Mo, I wouldn't venture to guess or assume anything about this...chaz threw this statement out here, like a handful of hatchery pellets. Well, the pellets we gobbled up from every direction as he knew would happen. Now Chaz has gotten some opinions and its time for him to tell us what the heck he is referring to. C'mon Chaz, that was like one of those trolls from the old board. Let us in on what, exactly, that statement means.
 
The average annual total mortality reported by the PFBC at the trout summit was 60 to 65 percent depending upon whether or not one was speaking about freestone or limestone wild trout streams. Total mortality is comprised of two components: angling mortality and natural mortality. It is generally calculated for fish that are age 2 and older. although age 1 fish are sometimes included. Young-of-year fish are not included. Additionally, the statewide wild trout creel survey revealed that the angling mortality component of the average annual total mortality was on average around 4 percent. Given the low angling mortality in general on a statewide basis in wild trout streams, is it any wonder why so few wild trout streams in Pa (except for the major limestoners and a very few freestoners) respond favorably to special regulations designed to increase the abundance and size distribution of the fish? One scientific paper cited in the wild trout creel survey report suggested that an angling mortality rate of 50% is needed to see a favorable response to special regs of the type mentioned above.
 
Mike wrote:
The average annual total mortality reported by the PFBC at the trout summit was 60 to 65 percent depending upon whether or not one was speaking about freestone or limestone wild trout streams. Total mortality is comprised of two components: angling mortality and natural mortality. It is generally calculated for fish that are age 2 and older. although age 1 fish are sometimes included. Young-of-year fish are not included. Additionally, the statewide wild trout creel survey revealed that the angling mortality component of the average annual total mortality was on average around 4 percent. Given the low angling mortality in general on a statewide basis in wild trout streams, is it any wonder why so few wild trout streams in Pa (except for the major limestoners and a very few freestoners) respond favorably to special regulations designed to increase the abundance and size distribution of the fish? One scientific paper cited in the wild trout creel survey report suggested that an angling mortality rate of 50% is needed to see a favorable response to special regs of the type mentioned above.

Hi Mike,

Thanks for clearing that up...Please define what a "favorable response" to special regs means. Would that mean an increase in biomass? or an increase in larger or adult fish?

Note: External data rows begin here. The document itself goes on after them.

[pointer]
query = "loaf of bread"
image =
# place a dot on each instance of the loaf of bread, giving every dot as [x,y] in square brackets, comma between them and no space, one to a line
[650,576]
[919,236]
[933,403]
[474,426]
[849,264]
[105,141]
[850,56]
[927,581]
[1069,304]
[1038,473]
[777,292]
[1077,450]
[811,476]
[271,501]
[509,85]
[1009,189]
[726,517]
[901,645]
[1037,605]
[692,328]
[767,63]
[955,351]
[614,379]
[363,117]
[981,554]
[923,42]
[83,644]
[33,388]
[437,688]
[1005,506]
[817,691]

My view is that if a stream has zero harvest it relies on incidental mortality from angling and natural mortality (probably near the 50% you mention) to produce the carrying capacity.

How does increased harvest improve the carrying capacity?

Or rather, do you feel that the studies indicate the "allowable" harvest could reach 50% before having an impact on the streams favorable response?

Maurice
 
Here's a quote from a Fisheries Manager in Virginia in their publication Virginia Trout Guide:

"The major management problem associated with Virginia streams appears to be excessive fishing pressure on many of the more popular wild trout streams resulting in over-exploitation.

In MD, the state-wide, general regulations on wild trout streams is 2 fish per day. That's not a SPECIAL regulation, it's the general regulation on wild trout streams. Then there are also C&R regulations on certain wild trout waters.

In Shendandoah Park, some streams are C&R, the others are 2 fish, 9 inch limit (as compared to 7 inches in PA). When I fished there, 8 inch brookies were very common.

Most of Yellowstone Park is managed as C&R.

PA is becoming isolated, out of the mainstream of fisheries science. Maybe everyone else has it wrong, and the PFBC has it right. You have to decide that for yourself.
 
As dsicussed the 40% figure is for wild trout streams and is the statewide average.